I really have not been having a good day. I woke up around 0630 after falling to sleep around 0230. I stayed up till around 0800 and then some band woke me up. I have no idea where the hell they were playing but they were really loud. I needed coffee so I made a cup. I still feel like a migraine is coming on because I cannot tolerate sound. I think I will wait until the headache comes before I start medicated. It could just be because I have little sleep that I am more irritated than not. I hate being so sleep deprived. My mother thinks they were playing on the street behind us. I hope this isn’t a weekly thing. It will drive me crazy. The music wasn’t bad but the songs all sounded the same, unless they were playing the same song over and over. I have no idea. Because the amps were so loud, you could barely make out what they were trying to sing. They stopped about an hour ago so I can go back to sleep after I do my writing.

I didn’t get too many likes for my short story. I did get a lot of views on it though. I guess it’s either one or the other. Like the other night, my stats soared really high. I had 201 views in one day. That almost never happens. The most I have been getting is around 50. I do know that it was a person in the US. And they kept on coming back to my home page. It was really good to see my numbers go up. I passed 41,000 views. That means that 41,000 people have read my blog. I feel so lucky that people read my blog and can get something out of it. But most of all, they come back to read my future posts.

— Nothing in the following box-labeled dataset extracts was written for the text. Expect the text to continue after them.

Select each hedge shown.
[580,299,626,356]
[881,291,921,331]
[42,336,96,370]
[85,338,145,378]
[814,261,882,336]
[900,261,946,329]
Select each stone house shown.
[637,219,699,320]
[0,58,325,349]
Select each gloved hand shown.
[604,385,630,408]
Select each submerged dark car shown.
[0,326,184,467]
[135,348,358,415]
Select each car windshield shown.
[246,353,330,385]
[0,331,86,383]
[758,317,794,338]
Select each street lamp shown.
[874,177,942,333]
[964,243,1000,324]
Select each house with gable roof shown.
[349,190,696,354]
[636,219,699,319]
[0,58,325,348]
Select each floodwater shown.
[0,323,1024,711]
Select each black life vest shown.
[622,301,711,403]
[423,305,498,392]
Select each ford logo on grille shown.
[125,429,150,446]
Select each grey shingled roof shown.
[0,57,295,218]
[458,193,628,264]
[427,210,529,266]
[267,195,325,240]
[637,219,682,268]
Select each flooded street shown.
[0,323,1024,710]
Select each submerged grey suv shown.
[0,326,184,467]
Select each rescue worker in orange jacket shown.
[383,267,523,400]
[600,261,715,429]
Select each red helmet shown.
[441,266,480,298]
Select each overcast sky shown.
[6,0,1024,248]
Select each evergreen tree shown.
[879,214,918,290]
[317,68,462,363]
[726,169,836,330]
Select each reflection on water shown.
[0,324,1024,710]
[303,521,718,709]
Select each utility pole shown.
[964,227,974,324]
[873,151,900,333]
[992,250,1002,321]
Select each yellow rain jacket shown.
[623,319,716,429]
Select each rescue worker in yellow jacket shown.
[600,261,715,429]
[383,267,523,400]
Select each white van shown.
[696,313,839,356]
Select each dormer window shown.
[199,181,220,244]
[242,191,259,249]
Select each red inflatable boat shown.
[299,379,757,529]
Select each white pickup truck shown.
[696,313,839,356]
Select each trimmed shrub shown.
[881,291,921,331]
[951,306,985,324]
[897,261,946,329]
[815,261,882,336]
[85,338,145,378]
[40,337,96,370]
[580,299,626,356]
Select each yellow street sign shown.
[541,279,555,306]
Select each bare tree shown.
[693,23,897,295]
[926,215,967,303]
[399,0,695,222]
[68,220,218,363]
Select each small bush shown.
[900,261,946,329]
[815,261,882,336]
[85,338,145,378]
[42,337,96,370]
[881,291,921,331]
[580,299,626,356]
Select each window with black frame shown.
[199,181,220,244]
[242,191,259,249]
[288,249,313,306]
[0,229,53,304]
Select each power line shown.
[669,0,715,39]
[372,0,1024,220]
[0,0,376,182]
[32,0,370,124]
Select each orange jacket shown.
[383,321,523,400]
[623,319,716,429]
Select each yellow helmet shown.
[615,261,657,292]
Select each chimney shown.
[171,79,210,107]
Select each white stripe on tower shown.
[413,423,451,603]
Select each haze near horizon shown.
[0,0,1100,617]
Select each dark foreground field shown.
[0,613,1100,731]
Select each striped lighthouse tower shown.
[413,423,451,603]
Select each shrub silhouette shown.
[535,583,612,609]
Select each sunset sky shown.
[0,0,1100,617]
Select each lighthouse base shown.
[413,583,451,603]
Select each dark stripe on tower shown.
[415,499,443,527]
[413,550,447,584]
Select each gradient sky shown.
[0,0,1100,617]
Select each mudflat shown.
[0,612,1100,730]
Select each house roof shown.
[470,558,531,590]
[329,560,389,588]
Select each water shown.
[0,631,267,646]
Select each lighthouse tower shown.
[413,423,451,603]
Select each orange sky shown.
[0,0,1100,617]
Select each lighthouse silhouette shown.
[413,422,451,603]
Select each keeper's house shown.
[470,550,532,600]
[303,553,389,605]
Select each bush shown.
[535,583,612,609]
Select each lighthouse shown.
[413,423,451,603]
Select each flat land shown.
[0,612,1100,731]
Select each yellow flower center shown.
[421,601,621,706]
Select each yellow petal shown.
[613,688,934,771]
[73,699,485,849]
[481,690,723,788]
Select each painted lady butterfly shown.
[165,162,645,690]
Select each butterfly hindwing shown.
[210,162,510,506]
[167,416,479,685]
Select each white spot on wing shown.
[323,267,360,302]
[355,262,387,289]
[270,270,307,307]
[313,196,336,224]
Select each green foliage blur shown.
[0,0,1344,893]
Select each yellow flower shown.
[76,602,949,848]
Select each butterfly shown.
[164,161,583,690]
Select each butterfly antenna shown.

Last night I got really pissed while poker. I had a pair of queens and the damn game was acting up. It went to the bottom of the screen to play some stupid ad and I lost the hand! I was so pissed. Now I am weary of playing. I tried a new game today, Household. It seems very similar to Pioneer Trail, the game that closed last month. I had to try another game because I am very bored and reading only gets you so far. I really like reading but I can’t do it for long stretches of time. I just lose interest and get impatient. Last night I read two chapters of “the Idiot” and the second chapter was a challenge. I am thinking of reading “Lethal Code” but it might activate my delusional self and I really don’t want to be delusional again. I have a tendency to believe what I read is true and seeing as the cyber wars are reportedly true, it might just get my imagination running. I still have to write a review for the “Graveyard Book”. I really want to write one for this book but every time I think of something, my mind blanks when I open a new document. I might have to handwrite it and then type it up. I have it in my mind what I want to write. It’s just getting started that is the problem. Once I start, things usually go smoothly.